Integradas — sempre disponíveis
| Field | Type | Description |
|---|---|---|
${today}Optional | string | A data da chamada como YYYY-MM-DD, no fuso horário local do host do agent. |
${now}Optional | string | O instante da chamada como carimbo temporal RFC 3339 em UTC (p. ex. 2026-07-10T14:30:00Z). |
${timestamp}Optional | string | O instante da chamada em segundos Unix. |
${uuid}Optional | string | Um UUID aleatório novo, diferente em cada chamada. |
O utilizador com sessão iniciada — ${auth.*}
Resolvidas a partir do token de início de sessão validado do utilizador final. Cada uma é uma cadeia vazia quando ninguém tem sessão iniciada — combina-as com uma ligação user_token ou com o controlo de acesso quando o valor tiver de estar presente.
| Field | Type | Description |
|---|---|---|
${auth.sub}Optional | string | O identificador de sujeito estável do fornecedor para o utilizador — a chave certa para atribuição por utilizador, porque nunca muda mesmo que o email mude. |
${auth.email}Optional | string | O endereço de email do utilizador. |
${auth.name}Optional | string | O nome de exibição do utilizador. |
${auth.picture}Optional | string | O URL do avatar do utilizador, quando o fornecedor o disponibiliza. |
${auth.provider}Optional | string | O fornecedor de identidade com que o utilizador iniciou sessão. |
Identidade do carregamento — ${upload.*}
Preenchidas apenas quando a chamada vem de um bloco Upload range do taskpane; cadeias vazias caso contrário.
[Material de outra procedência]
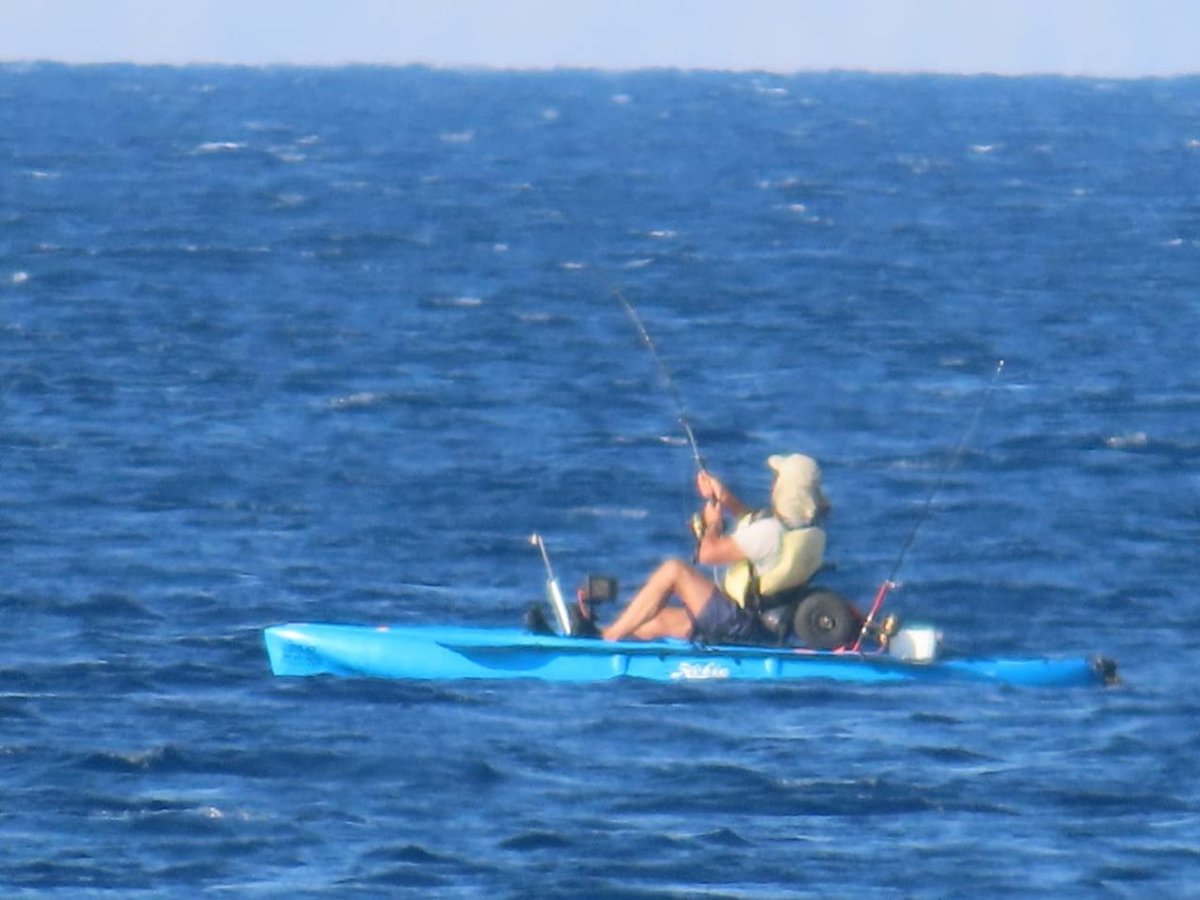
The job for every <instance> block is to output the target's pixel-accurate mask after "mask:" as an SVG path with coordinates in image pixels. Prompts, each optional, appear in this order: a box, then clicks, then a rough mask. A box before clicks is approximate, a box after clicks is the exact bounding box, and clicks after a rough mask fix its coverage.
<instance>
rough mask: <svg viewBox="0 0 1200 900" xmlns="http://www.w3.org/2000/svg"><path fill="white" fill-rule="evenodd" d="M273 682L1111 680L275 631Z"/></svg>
mask: <svg viewBox="0 0 1200 900" xmlns="http://www.w3.org/2000/svg"><path fill="white" fill-rule="evenodd" d="M264 642H265V644H266V653H268V658H269V659H270V664H271V671H272V673H274V674H276V676H318V674H329V676H341V677H359V678H391V679H416V680H457V679H472V678H474V679H480V678H484V679H511V678H524V679H539V680H545V682H564V683H582V682H604V680H610V679H614V678H642V679H648V680H654V682H691V680H767V682H778V680H802V679H827V680H834V682H853V683H884V682H984V683H996V684H1014V685H1030V686H1072V685H1097V684H1105V683H1112V682H1114V680H1115V666H1114V665H1112V664H1111V662H1109V661H1108V660H1102V659H1087V658H1066V659H1048V658H1025V659H1022V658H991V659H947V660H937V661H934V662H906V661H904V660H899V659H895V658H893V656H888V655H887V654H877V653H870V654H858V653H845V652H832V650H806V649H797V648H774V647H730V646H716V647H697V646H695V644H691V643H689V642H685V641H646V642H642V641H622V642H616V643H613V642H606V641H599V640H592V638H580V637H558V636H544V635H532V634H528V632H526V631H521V630H518V629H482V628H460V626H432V625H427V626H365V625H332V624H300V623H296V624H287V625H272V626H270V628H268V629H265V631H264Z"/></svg>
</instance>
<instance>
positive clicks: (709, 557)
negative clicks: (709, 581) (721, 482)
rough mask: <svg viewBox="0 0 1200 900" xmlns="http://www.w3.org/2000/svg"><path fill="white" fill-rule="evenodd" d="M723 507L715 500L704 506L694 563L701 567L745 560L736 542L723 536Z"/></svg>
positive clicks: (726, 563)
mask: <svg viewBox="0 0 1200 900" xmlns="http://www.w3.org/2000/svg"><path fill="white" fill-rule="evenodd" d="M724 505H725V504H721V503H718V502H715V500H712V502H709V503H707V504H706V505H704V535H703V536H702V538H701V539H700V546H698V547H697V548H696V562H698V563H701V564H702V565H732V564H733V563H739V562H742V560H743V559H745V558H746V556H745V553H743V552H742V547H740V546H738V542H737V541H736V540H733V538H731V536H730V535H727V534H725V520H724V517H722V515H721V509H722V506H724Z"/></svg>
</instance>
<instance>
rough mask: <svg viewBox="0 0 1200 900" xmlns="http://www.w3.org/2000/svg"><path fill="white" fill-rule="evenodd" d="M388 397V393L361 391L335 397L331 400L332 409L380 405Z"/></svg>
mask: <svg viewBox="0 0 1200 900" xmlns="http://www.w3.org/2000/svg"><path fill="white" fill-rule="evenodd" d="M386 398H388V395H386V394H374V392H372V391H359V392H358V394H349V395H347V396H344V397H334V400H331V401H329V404H328V406H329V408H330V409H362V408H365V407H373V406H378V404H379V403H382V402H384V401H385V400H386Z"/></svg>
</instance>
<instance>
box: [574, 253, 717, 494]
mask: <svg viewBox="0 0 1200 900" xmlns="http://www.w3.org/2000/svg"><path fill="white" fill-rule="evenodd" d="M589 271H592V274H593V275H595V276H596V277H598V278H600V281H601V282H602V283H604V286H605V287H606V288H607V289H608V292H610V293H611V294H612V295H613V296H614V298H617V300H619V301H620V305H622V306H624V307H625V312H626V313H628V314H629V318H630V320H632V323H634V326H635V328H636V329H637V334H638V335H641V337H642V343H644V344H646V348H647V349H648V350H649V352H650V355H652V356H653V358H654V362H655V365H658V367H659V377H660V378H661V379H662V384H664V385H666V389H667V391H668V392H670V394H671V400H672V402H673V403H674V408H676V419H678V421H679V425H680V427H682V428H683V433H684V436H685V437H686V438H688V446H690V448H691V458H692V460H694V461H695V462H696V470H697V472H703V473H704V474H706V475H707V474H708V466H707V464H706V463H704V457H703V456H702V455H701V452H700V444H697V443H696V433H695V432H694V431H692V428H691V422H690V421H689V420H688V410H686V409H684V404H683V395H682V394H679V388H678V386H677V385H676V382H674V378H673V377H672V376H671V370H670V368H667V364H666V362H664V360H662V356H661V355H660V354H659V348H658V347H655V346H654V338H653V337H650V332H649V331H648V330H647V328H646V323H643V322H642V317H641V316H638V314H637V310H636V308H634V305H632V304H631V302H630V301H629V298H628V296H625V294H624V292H622V289H620V288H619V287H617V284H614V283H613V282H612V281H608V280H607V278H604V277H601V276H600V272H598V271H596V270H594V269H589Z"/></svg>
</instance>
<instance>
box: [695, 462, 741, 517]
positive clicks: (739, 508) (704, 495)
mask: <svg viewBox="0 0 1200 900" xmlns="http://www.w3.org/2000/svg"><path fill="white" fill-rule="evenodd" d="M696 490H697V491H700V496H701V497H703V498H704V499H706V500H713V502H715V503H716V504H718V505H719V506H720V508H721V509H722V510H725V511H726V512H728V514H730V515H731V516H733V517H734V518H740V517H742V516H744V515H745V514H746V512H749V511H750V508H749V506H746V505H745V504H744V503H743V502H742V499H740V498H739V497H738V496H737V494H736V493H733V492H732V491H731V490H730V488H728V487H726V486H725V482H724V481H721V480H720V479H719V478H716V476H715V475H710V474H709V473H707V472H701V473H698V474H697V475H696Z"/></svg>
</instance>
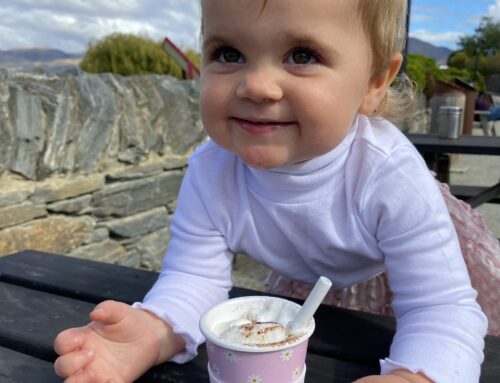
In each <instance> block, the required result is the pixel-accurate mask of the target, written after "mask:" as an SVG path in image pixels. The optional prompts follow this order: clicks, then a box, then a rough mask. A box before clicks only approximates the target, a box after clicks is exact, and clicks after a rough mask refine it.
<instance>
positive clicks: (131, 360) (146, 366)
mask: <svg viewBox="0 0 500 383" xmlns="http://www.w3.org/2000/svg"><path fill="white" fill-rule="evenodd" d="M90 319H91V320H92V322H91V323H89V324H88V325H87V326H84V327H80V328H72V329H68V330H65V331H63V332H61V333H60V334H59V335H58V336H57V337H56V339H55V341H54V349H55V351H56V352H57V354H58V355H59V357H58V358H57V360H56V361H55V364H54V368H55V371H56V374H57V375H59V376H60V377H62V378H65V379H66V380H65V382H66V383H91V382H92V383H128V382H133V381H134V380H135V379H137V378H138V377H140V376H141V375H142V374H143V373H144V372H145V371H147V370H148V369H149V368H151V367H152V366H153V365H155V364H158V363H161V362H163V361H165V360H167V359H169V358H170V357H171V356H172V355H174V354H175V353H177V352H179V351H180V350H182V348H183V347H184V345H183V342H182V340H180V339H179V337H178V336H176V335H174V334H173V333H172V331H171V329H170V327H169V326H168V325H167V324H166V323H165V322H163V321H162V320H161V319H160V318H158V317H156V316H155V315H153V314H151V313H149V312H147V311H144V310H140V309H134V308H132V307H130V306H129V305H126V304H124V303H119V302H115V301H106V302H103V303H100V304H99V305H97V306H96V308H95V309H94V310H93V311H92V312H91V313H90ZM162 345H167V347H162ZM160 350H161V351H162V352H161V353H160Z"/></svg>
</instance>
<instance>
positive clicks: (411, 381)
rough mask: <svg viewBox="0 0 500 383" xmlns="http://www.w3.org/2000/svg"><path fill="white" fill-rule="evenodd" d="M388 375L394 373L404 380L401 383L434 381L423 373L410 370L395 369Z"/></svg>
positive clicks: (397, 375)
mask: <svg viewBox="0 0 500 383" xmlns="http://www.w3.org/2000/svg"><path fill="white" fill-rule="evenodd" d="M388 375H394V376H397V377H399V378H402V379H404V380H402V381H401V383H403V382H404V383H434V382H433V381H432V380H430V379H429V378H428V377H426V376H425V375H424V374H422V373H420V372H419V373H413V372H411V371H408V370H402V369H401V370H393V371H391V372H389V374H388Z"/></svg>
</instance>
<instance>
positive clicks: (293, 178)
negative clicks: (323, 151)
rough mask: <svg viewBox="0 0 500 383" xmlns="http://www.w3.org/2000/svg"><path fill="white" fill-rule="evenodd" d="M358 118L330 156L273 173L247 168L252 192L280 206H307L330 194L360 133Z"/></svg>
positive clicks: (325, 154) (314, 160) (314, 158)
mask: <svg viewBox="0 0 500 383" xmlns="http://www.w3.org/2000/svg"><path fill="white" fill-rule="evenodd" d="M358 120H359V117H357V118H356V119H355V121H354V124H353V126H352V127H351V129H350V130H349V132H348V133H347V135H346V136H345V138H344V139H343V140H342V142H341V143H340V144H339V145H337V146H336V147H335V148H333V149H332V150H330V151H329V152H327V153H325V154H322V155H320V156H318V157H315V158H312V159H310V160H307V161H304V162H300V163H297V164H293V165H287V166H280V167H277V168H273V169H265V170H263V169H256V168H252V167H249V166H246V165H245V166H246V175H247V182H248V186H249V188H250V189H251V190H252V191H253V192H255V193H257V194H258V195H260V196H262V197H264V198H266V199H268V200H270V201H273V202H278V203H304V202H308V201H312V200H315V199H317V198H318V197H320V196H321V195H324V194H325V192H327V191H326V190H325V188H324V186H326V185H328V184H329V183H330V182H331V180H332V179H334V178H335V177H333V175H334V174H335V173H337V172H338V171H340V170H341V169H342V168H343V167H344V163H345V160H346V158H347V154H348V151H349V148H350V146H351V144H352V141H353V140H354V137H355V135H356V131H357V129H358Z"/></svg>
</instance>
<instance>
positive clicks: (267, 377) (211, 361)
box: [200, 296, 314, 383]
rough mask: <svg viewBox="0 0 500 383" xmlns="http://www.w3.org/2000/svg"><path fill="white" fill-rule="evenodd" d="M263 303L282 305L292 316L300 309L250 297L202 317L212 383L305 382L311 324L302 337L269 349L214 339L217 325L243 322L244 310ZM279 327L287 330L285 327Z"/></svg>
mask: <svg viewBox="0 0 500 383" xmlns="http://www.w3.org/2000/svg"><path fill="white" fill-rule="evenodd" d="M262 302H265V303H266V304H269V302H270V303H271V304H276V305H282V307H285V308H286V309H288V310H290V311H292V312H297V311H298V310H299V309H300V306H299V305H298V304H296V303H294V302H291V301H288V300H286V299H281V298H275V297H266V296H251V297H242V298H235V299H229V300H227V301H225V302H223V303H220V304H218V305H216V306H214V307H212V308H211V309H209V310H208V311H207V312H205V314H203V316H202V317H201V319H200V329H201V332H202V334H203V335H204V336H205V338H206V346H207V353H208V372H209V376H210V382H211V383H268V382H269V383H271V382H272V383H277V382H280V383H281V382H283V383H285V382H291V383H300V382H304V378H305V372H306V365H305V360H306V352H307V343H308V340H309V337H310V336H311V335H312V333H313V332H314V320H311V321H310V323H309V325H308V327H307V331H306V332H305V333H304V334H303V335H301V336H299V337H298V338H296V339H294V340H293V341H290V342H283V344H278V345H276V344H275V345H272V346H248V345H239V344H238V345H237V344H230V343H226V342H224V341H222V340H220V339H219V337H218V336H217V335H218V334H217V333H216V331H215V330H216V329H217V325H218V324H220V323H221V322H228V321H236V320H238V319H242V316H241V315H242V313H245V312H247V308H248V309H250V310H252V308H254V307H257V306H259V305H260V304H261V303H262ZM278 307H279V306H278ZM257 315H259V314H258V313H257ZM268 320H269V319H268ZM282 324H283V325H285V326H286V323H282Z"/></svg>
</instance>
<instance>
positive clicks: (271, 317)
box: [213, 300, 298, 347]
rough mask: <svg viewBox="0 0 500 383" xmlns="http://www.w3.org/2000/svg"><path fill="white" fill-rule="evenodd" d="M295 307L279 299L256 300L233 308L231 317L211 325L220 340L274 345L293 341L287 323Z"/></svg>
mask: <svg viewBox="0 0 500 383" xmlns="http://www.w3.org/2000/svg"><path fill="white" fill-rule="evenodd" d="M297 311H298V309H297V308H296V307H293V306H290V305H287V304H286V303H285V302H280V301H271V300H267V301H257V302H250V303H246V304H241V305H239V306H237V307H235V308H234V311H233V312H232V313H231V315H230V317H232V318H234V319H232V320H230V321H226V322H220V323H218V324H216V325H215V326H214V328H213V331H214V333H215V334H216V335H217V336H218V338H219V339H220V340H221V341H224V342H227V343H230V344H237V345H246V346H256V347H259V346H274V345H277V346H278V345H280V344H282V343H284V342H293V341H294V340H295V339H297V338H298V337H297V336H296V335H294V336H293V337H292V336H289V334H288V333H287V331H286V325H287V323H288V322H290V321H291V320H292V319H293V318H294V316H295V314H296V312H297Z"/></svg>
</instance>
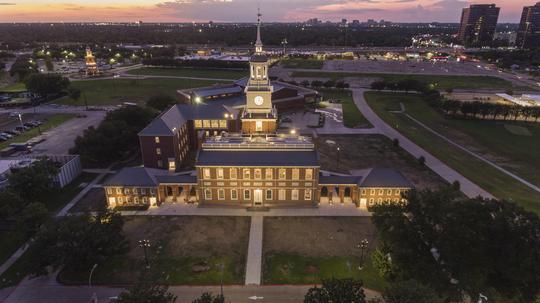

Os carregamentos grandes são enviados em blocos, e um clique repetido reenvia a mesma identidade — assim a tua API pode desduplicar por (id, chunk) em vez de armazenar duplicados.
| Field | Type | Description |
|---|---|---|
${upload.id}Optional | string | Um UUID por clique de carregamento, partilhado por todos os blocos desse carregamento. |
${upload.chunk}Optional | string | O índice (a partir de 0) deste bloco dentro do carregamento. |
${upload.chunks}Optional | string | O número total de blocos do carregamento. |
${upload.rows}Optional | string | O número total de linhas de todo o carregamento. |
Os valores são escapados conforme o contexto onde aterram (uma instrução SQL escapa de forma diferente de um body JSON), pelo que um nome com aspas não consegue quebrar o pedido.
Usar funções no Excel
Assim que o suplemento está instalado, as tuas funções comportam-se como qualquer outra função de Excel — escreves uma fórmula, passas referências de célula e deixas o resultado preencher-se. Nos bastidores o Excel fala com o teu agent, e os teus dados nunca saem da tua rede.
Mutual TLS (mTLS)
O agent autentica-se neste backend inscrevendo-se para obter o seu próprio certificado de cliente mTLS — não há chave de API, nem token de portador para configurar em tempo de execução, nem nenhum modo de autenticação alternativo. Nunca tens de criar ou lidar com o certificado tu mesmo; o agent gera a sua própria chave e obtém-na assinada durante a inscrição.